I am an autodidact. In the past ten years on my own, without teachers and professors, I’ve learned military history, business management, computer programming, and three other languages. I read two to three books a week. I’ve gone to school, but only to learn more. I can choose a subject, study it and learn a lot of stuff in a short amount of time. I can recall the information almost at will. Sounds impressive, I am sure.
This sounds impressive until you realize the circuits of my short-term memory is fried. I have problems sleeping because my mind never turns off. I dream, I struggle and I get frustrated. I don’t know or how my memory works that way. I’ve worn the same t-shirt three days in a row and not realized it. I’ve had the same three conversations with my wife on the same, not realizing we talked about the same thing two other times. I have no concept of time. I have trouble with social nuances.

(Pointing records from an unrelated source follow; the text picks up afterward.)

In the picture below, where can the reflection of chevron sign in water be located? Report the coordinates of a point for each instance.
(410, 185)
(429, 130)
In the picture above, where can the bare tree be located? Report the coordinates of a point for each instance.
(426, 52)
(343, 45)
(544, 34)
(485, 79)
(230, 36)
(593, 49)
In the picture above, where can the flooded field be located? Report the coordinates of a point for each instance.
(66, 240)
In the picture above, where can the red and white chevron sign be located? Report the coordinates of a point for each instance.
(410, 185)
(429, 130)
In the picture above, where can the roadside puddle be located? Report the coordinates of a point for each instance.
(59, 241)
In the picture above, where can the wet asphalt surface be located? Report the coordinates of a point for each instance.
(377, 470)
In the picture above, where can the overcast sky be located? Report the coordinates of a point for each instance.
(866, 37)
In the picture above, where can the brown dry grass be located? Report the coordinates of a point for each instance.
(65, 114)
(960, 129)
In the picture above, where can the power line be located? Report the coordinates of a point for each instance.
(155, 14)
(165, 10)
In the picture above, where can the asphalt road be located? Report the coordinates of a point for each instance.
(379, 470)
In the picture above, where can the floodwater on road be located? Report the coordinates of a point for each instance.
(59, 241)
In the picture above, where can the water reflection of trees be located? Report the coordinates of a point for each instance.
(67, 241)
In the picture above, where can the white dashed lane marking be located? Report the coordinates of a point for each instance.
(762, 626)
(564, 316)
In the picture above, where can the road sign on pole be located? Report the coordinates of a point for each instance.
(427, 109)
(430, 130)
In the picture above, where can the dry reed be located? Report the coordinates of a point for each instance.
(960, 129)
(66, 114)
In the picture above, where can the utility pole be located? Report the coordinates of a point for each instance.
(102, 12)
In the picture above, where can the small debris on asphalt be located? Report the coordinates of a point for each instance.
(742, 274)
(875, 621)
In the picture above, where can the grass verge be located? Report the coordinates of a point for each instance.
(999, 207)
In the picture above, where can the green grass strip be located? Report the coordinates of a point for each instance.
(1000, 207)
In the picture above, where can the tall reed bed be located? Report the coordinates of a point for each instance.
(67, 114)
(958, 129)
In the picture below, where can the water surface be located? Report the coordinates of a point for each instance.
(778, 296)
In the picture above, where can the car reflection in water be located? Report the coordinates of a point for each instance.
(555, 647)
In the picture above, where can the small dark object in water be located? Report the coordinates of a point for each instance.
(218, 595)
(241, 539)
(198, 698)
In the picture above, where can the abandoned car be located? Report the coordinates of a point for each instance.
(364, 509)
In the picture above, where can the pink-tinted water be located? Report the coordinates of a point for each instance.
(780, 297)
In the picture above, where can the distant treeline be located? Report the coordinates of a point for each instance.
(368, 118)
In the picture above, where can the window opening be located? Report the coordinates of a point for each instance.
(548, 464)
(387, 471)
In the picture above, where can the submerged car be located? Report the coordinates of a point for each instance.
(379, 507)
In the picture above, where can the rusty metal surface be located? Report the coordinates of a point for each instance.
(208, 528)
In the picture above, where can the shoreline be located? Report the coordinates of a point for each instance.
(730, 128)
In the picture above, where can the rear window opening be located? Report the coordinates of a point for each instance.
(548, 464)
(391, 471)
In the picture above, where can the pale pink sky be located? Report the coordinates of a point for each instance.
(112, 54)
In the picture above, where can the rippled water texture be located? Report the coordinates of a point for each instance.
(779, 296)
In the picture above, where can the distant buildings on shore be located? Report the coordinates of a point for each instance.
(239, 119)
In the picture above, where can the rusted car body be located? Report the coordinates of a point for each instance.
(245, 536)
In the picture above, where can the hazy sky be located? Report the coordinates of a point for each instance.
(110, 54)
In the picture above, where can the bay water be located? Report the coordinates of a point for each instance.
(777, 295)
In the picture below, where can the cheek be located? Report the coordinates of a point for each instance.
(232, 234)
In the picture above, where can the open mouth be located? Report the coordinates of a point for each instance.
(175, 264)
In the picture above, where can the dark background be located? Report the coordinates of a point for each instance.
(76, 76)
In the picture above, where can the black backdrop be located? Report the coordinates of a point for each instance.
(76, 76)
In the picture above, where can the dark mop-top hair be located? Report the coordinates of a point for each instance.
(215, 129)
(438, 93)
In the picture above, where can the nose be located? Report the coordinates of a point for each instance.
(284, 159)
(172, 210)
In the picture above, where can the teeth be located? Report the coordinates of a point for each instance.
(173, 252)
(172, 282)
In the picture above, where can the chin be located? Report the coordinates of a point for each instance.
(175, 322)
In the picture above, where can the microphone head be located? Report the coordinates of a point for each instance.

My memory is wonderful and awful at the same time.
What To Do?
These are ways that I’ve worked to improve my memory and thinking abilities to make my quality of life better:
1. Focus on the here and now. Recognize that bad things happened, but it doesn’t have to be the focus of your life.
2. Pace Yourself. I don’t take on too much anymore. This is the real reason I am retiring from the Army.
1. I live and die by my calendar. It’s annoying, but I have to write everything down.
2. I take regular breaks when I feel I am getting stressed.
3. I only do one thing at a time. If you don’t do something well, you’ll only do it again.
3. Get enough sleep. Sleep is nature’s medicine. I strive for seven hours a night.
I love the Saturday Night Live Character Stuart Smalley. Like Stuart- I am a caring nurturer, a member of several 12-step programs, but not a licensed therapist. This is my experience and my experience alone.
It took me a long time to realize I needed help. It wasn’t until I was living with my wife, I realized I was in trouble. She was a mirror and reflected my behavior back at me, telling me what I was doing and why.
My wife made sure she had my attention before we started conversations. She noticed when I distressed or preoccupied. With her love and support, I got my PTSD treated and worked with a Speech Pathologist on some coping skills to improve my memory.